Quatrième de couverture : "Rousseau fouillant dans la bibliothèque de sa mère, Emma Bovary soupirant à la lecture de Paul et Virginie, la Petite Tailleuse chinoise et ses compagnons sauvés de l'enfer par Balzac, Nathalie Sarraute dévorant Rocambole, Montag, le pompier prêt à tout pour sauver les livres... Que de héros dont la vie a été bouleversée par la lecture de quelques pages !"
Avis d'Antigone : J'ai ressenti quelques désapointements à parcourir ce petit livre : trop d'extraits déjà connus sans doute, et une impression étrange de passer du coq à l'âne, d'un style à l'autre, sans liens. Et pourtant, ce recueil est bien interessant, car il met en lumière cet étrange phénomène qu'est la naissance du plaisir de lire. Chaque lecteur se retrouvera dans une ligne, une phrase, un sentiment, au détour d'une page. Mon bonheur personnel a tout de même été de retrouver, par exemple, ce souvenir de lecture, ce personnage de Montag, dans cet extrait de Farenheit 451, roman d'anticipation qui se déroule dans un monde où l'on brûle les livres...

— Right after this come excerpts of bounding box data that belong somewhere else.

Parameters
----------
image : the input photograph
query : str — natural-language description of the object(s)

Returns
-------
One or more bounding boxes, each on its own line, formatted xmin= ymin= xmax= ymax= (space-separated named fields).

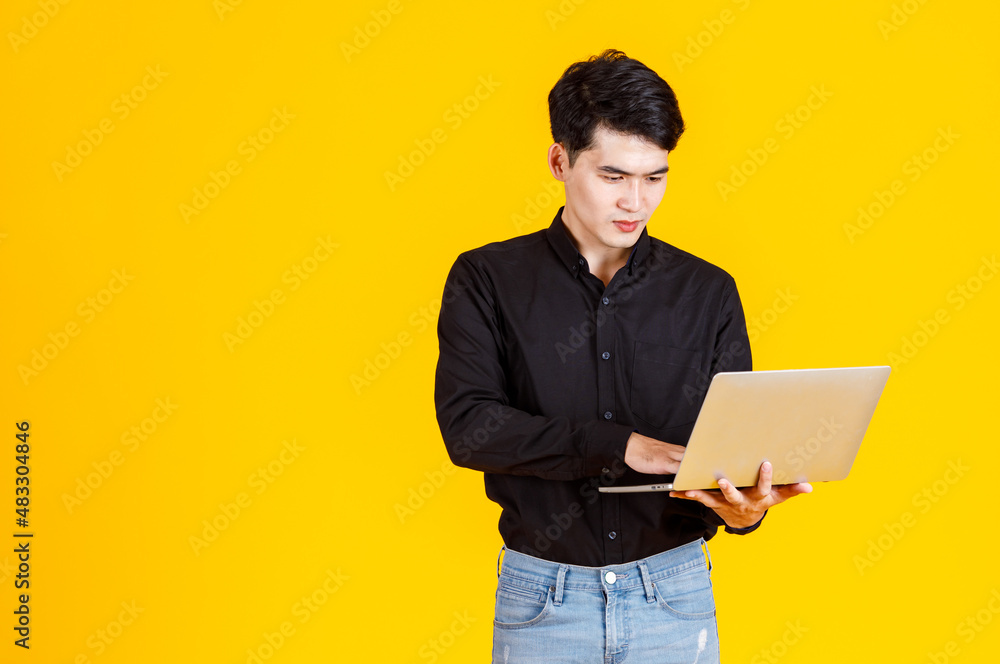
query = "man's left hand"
xmin=670 ymin=461 xmax=812 ymax=528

Extrait : Daniel Pennac, Comme un roman
"Peu d'objets éveillent, comme le livre, le sentiment d'absolue propriété. Tombés entre nos mains, les livres deviennent nos esclaves - esclaves, oui, car de matière vivante, mais esclaves que nul ne songerait à affranchir, car de feuilles mortes. Comme tels, ils subissent les pires traitements, fruits des plus folles amours ou d'affreuses fureurs. Et que je te corne les pages (oh ! quelle blessure, chaque fois, cette vision de la page cornée ! "mais c'est pour savoir où j'en suiiiiiiiis !") et que je te pose ma tasse de café sur la couverture, ces auréoles, ces reliefs de tartine, ces taches d'huile solaire... et que je te laisse un peu partout l'empreinte de mon pouce, celui qui bourre ma pipe pendant que je lis... et cette Pléiade séchant piteusement sur le radiateur après être tombée dans ton bain ("ton bain, ma chérie, mais mon Swift !")... et ces marges griffonnées de commentaires heureusement illisibles, ces paragraphes nimbés de marqueurs fluorescents... ce bouquin définitivement infirme pour être resté une semaine entière ouvert sur la tranche, cet autre prétendument protégé par une immonde couverture de plastique transparent à reflets pétroléens... ce lit disparaissant sous une banquise de livres éparpillés comme des oiseaux morts... cette pile de Folio abandonnés à la moisissure du grenier... ces malheureux livres d'enfance que plus personne ne lit, exilés dans une maison de campagne où plus personne ne va... et tous ces autres sur les quais, bradés aux revendeurs d'esclaves...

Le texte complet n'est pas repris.